Based on the finite element calculations and the concluding microstructural analysis, the rotor could be re-qualified for a remaining lifetime of a further 2500 start-stops. Reassembly of the rotor, balancing, and electrical and mechanical tests concluded the repair work.
The project began with the task of refurbishing a 39-year-old, 110-tonne generator rotor with a broken damper system, as well as other severe damage. The challenge of restoring continued unlimited operation quickly increased the difficulty of the task.
Taking into account these demanding conditions, E.ON placed the complete project with Sensoplan because of their well-known high-tech engineering and manufacturing services for turbo machines.
At the workshop, the project was executed in three major steps:
- Identification of the cause of the rotor defects and of the rotor vibrations: 14 broken damper fingers were detected.
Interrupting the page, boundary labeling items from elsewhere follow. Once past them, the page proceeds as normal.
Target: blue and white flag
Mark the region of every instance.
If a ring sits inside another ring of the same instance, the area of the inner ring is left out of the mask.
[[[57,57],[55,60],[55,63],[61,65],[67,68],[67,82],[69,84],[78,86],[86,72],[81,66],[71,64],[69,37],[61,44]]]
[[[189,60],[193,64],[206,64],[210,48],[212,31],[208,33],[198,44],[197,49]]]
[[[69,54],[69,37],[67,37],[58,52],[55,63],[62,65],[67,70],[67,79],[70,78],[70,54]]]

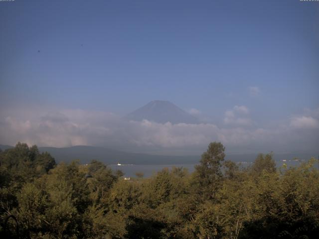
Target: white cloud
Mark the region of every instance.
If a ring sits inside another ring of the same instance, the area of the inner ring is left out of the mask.
[[[291,120],[290,125],[298,128],[319,128],[319,120],[310,116],[293,117]]]
[[[18,112],[10,116],[2,112],[0,143],[13,145],[20,141],[40,146],[90,145],[121,150],[125,147],[201,149],[217,140],[228,150],[238,152],[252,148],[256,151],[318,150],[318,118],[301,116],[274,128],[254,128],[248,114],[244,106],[226,111],[224,122],[228,127],[225,128],[213,123],[127,121],[113,113],[79,110],[49,113],[37,111],[26,117],[19,116]],[[243,127],[246,126],[250,127]]]
[[[250,86],[248,90],[251,96],[257,96],[260,94],[260,89],[257,86]]]
[[[241,115],[247,115],[249,112],[248,108],[245,106],[235,106],[233,110],[225,112],[224,123],[237,126],[250,126],[253,121],[247,117],[238,116]]]

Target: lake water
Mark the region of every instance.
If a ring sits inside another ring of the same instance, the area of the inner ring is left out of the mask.
[[[288,167],[295,167],[298,166],[302,161],[290,160],[287,161],[276,161],[276,166],[277,168],[283,166],[284,163],[286,163]],[[252,162],[241,162],[241,165],[243,167],[247,167],[251,164]],[[237,163],[239,163],[239,162]],[[171,169],[173,167],[183,167],[187,168],[188,172],[191,173],[195,170],[194,166],[196,164],[137,164],[137,165],[123,165],[119,166],[116,164],[110,164],[108,166],[113,170],[121,170],[124,173],[126,177],[135,177],[135,174],[137,172],[142,172],[144,174],[144,177],[150,177],[157,172],[161,171],[164,168],[168,168]]]

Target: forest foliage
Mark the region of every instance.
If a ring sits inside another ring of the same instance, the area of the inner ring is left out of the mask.
[[[125,180],[96,160],[56,164],[36,146],[0,152],[0,233],[21,239],[314,239],[319,170],[312,158],[243,167],[212,142],[195,171]],[[3,238],[3,237],[1,237]]]

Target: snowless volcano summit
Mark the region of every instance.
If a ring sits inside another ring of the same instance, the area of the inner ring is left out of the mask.
[[[166,101],[153,101],[129,114],[125,117],[129,120],[149,121],[160,123],[198,123],[197,118]]]

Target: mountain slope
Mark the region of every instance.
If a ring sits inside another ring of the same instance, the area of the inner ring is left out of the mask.
[[[158,123],[198,123],[198,120],[173,104],[164,101],[153,101],[129,114],[125,118],[135,121],[147,120]]]

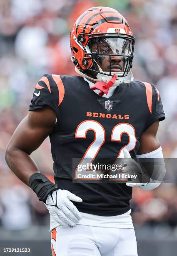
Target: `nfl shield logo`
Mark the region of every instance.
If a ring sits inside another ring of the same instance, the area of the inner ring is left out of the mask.
[[[107,110],[110,110],[112,108],[112,101],[110,101],[108,100],[106,100],[105,102],[105,108]]]

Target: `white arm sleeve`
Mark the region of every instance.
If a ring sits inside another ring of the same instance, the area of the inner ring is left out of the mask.
[[[150,179],[149,183],[145,186],[140,186],[139,187],[143,190],[151,190],[157,187],[163,180],[166,174],[165,165],[164,162],[164,157],[162,147],[160,147],[154,151],[152,151],[147,154],[142,155],[137,155],[137,158],[158,158],[162,159],[161,163],[160,172],[157,180]]]

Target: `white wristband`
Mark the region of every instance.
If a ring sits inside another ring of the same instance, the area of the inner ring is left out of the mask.
[[[149,183],[145,186],[140,186],[139,187],[143,190],[151,190],[156,188],[161,183],[166,174],[165,165],[164,160],[164,157],[162,151],[162,147],[160,147],[154,151],[152,151],[146,154],[142,155],[137,155],[137,158],[160,158],[162,159],[161,167],[160,169],[160,173],[158,177],[158,180],[150,179]]]

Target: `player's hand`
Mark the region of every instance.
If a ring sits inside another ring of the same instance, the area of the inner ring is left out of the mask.
[[[62,226],[75,227],[82,218],[80,212],[70,200],[82,201],[67,190],[58,189],[48,195],[45,204],[50,215]]]
[[[120,158],[126,159],[125,160],[126,166],[124,168],[124,171],[125,171],[125,169],[127,168],[129,174],[137,175],[136,180],[127,182],[126,183],[127,186],[140,187],[147,185],[149,182],[149,177],[146,175],[140,165],[131,158],[130,154],[127,149],[124,148],[122,151],[123,154],[120,156]]]

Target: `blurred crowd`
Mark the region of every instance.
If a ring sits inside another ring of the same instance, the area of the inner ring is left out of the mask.
[[[160,91],[166,119],[160,124],[159,138],[165,157],[177,158],[177,0],[1,0],[0,225],[5,228],[49,224],[45,207],[10,171],[5,151],[27,113],[41,77],[76,74],[70,30],[77,17],[93,6],[114,8],[127,20],[136,39],[132,72],[136,80],[152,82]],[[52,180],[50,151],[47,139],[32,157]],[[175,183],[147,192],[135,188],[135,224],[177,227],[177,188]]]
The imposed damper current bypassed the broken fingers by creating electrical arcs, leading to the melting of copper and steel at several locations. These hot-spots in the pole zone produced bending moments acting on the rotor, causing unbalanced conditions. The damper current and the hot-spot temperatures are functions of the generator load: the higher the load, the higher the vibration level. It was precisely this behaviour that was observed during plant operation.
- Analysis of the damaged zones through non-destructive testing and the taking of surface replicas for microstructural analysis, resulting in the proposal that the rotor could be repaired within the given time limit, despite considerable additional repair requirements and the fact that the field winding had to remain in place.
- Re-design of areas with identified stress raisers, by using the finite element calculation method, until all stresses were below allowable limits. The rotor forging and the retaining ring were eddy current and hardness tested.
Despite finding considerable further damage that required a great deal of additional work, the rotor was completed by the originally scheduled date with the help of modern fabrication and analysis methods. The rotor is now back in operation and has been running for several thousand hours at a drastically lowered vibration level and without operational limitations.
This project demonstrates that even old units with severe damage can be completely refurbished at an attractive price and within a set time frame.
The author would like to thank Clemens Mecking of E.ON Kraftwerke GmbH and Ralf Bomba, E.ON Engineering GmbH for their valuable contribution to the article.